Grgic v. P & G Construction

PUDLOWSKI, Judge.

Claimant appeals his award of 65% permanent partial disability by the Labor & Industrial Relations Commission, asserting that the commission erred in denying him permanent total benefits for his extensive head injuries. Employer cross appeals the commission’s finding that the injury arose out of and in the course of his employment. We reverse the commission’s decision as to the denial of total disability benefits, and uphold the commission’s finding of a work related injury.

The following facts are taken solely from the written findings of the commission. Mr. Grgic and his wife moved from Yugoslavia to this country over twenty years ago. Mr. Grgic was trained in Europe as a construction engineer, and has a master’s degree in that field. After settling in the St. Louis area, Mr. Grgic formed a construction company, P & G Construction (P & G), and began to build houses. Among the houses that P & G built were several units in Pacific, Missouri. P & G maintained and repaired these houses.

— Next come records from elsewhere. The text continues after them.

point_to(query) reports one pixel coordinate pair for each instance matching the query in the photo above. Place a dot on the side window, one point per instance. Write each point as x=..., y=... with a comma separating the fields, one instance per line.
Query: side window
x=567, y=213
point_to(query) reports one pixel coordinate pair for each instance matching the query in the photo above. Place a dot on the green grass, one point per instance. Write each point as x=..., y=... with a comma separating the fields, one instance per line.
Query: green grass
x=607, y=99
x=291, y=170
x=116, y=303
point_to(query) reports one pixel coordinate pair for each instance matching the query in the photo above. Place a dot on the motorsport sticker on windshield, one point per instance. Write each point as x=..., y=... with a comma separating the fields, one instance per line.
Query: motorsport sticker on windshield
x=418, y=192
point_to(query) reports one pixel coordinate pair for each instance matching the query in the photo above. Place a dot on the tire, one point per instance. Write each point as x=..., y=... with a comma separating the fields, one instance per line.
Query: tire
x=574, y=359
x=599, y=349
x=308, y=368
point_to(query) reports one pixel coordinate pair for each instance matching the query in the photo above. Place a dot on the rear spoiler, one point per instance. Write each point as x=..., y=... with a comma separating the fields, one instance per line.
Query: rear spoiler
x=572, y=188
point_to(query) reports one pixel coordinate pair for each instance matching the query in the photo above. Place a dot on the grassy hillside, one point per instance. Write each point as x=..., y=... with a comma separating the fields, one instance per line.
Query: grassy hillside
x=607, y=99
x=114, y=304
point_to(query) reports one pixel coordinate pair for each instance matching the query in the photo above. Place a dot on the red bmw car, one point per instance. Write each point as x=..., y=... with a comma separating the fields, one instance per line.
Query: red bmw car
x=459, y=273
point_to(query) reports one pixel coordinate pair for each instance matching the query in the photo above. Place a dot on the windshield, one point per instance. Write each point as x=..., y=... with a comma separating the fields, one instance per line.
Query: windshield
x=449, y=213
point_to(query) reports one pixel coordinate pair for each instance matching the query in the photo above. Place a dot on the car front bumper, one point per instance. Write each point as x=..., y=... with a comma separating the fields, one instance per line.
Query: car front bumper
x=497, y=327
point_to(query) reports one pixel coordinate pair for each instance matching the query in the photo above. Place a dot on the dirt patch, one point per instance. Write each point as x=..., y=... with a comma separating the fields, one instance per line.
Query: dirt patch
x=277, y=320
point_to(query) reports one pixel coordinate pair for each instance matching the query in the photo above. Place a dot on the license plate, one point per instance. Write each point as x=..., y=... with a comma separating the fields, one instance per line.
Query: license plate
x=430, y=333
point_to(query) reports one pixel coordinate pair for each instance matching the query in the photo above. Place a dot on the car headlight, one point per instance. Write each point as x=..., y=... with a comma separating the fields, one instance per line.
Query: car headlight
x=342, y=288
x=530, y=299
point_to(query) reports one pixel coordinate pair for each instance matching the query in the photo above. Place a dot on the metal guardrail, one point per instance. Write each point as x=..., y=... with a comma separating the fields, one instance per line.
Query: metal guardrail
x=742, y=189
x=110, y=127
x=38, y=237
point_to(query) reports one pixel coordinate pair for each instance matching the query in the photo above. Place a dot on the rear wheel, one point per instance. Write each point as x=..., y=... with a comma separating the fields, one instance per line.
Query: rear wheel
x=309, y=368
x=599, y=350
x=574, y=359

Mr. Grgic and his family lived in one of these houses. On March 17,1989, Mr. Grgic was making repairs to several of the rental properties. In the late afternoon Mr. Grgic went to the door of Jeffrey Seitz, one of the tenants. His purpose was twofold, to repair the gutter and to collect past due rent.

The commission found that Seitz, the tenant, had a short temper and a reputation for violence, and that “a frustrated Jeffrey Seitz, unable to pay his rent, took out his anger on his unsuspecting landlord.” Upon opening the door, Seitz forcefully struck Mr. Grgic’s head with a baseball bat. The blow rendered Mr. Grgic unconscious and bleeding immediately inside the front door. It caused multiple skull fractures and caused hemorrhaging and trauma in the left hemisphere of his brain. Over $70,000 has been spent, to date, on his medical bills.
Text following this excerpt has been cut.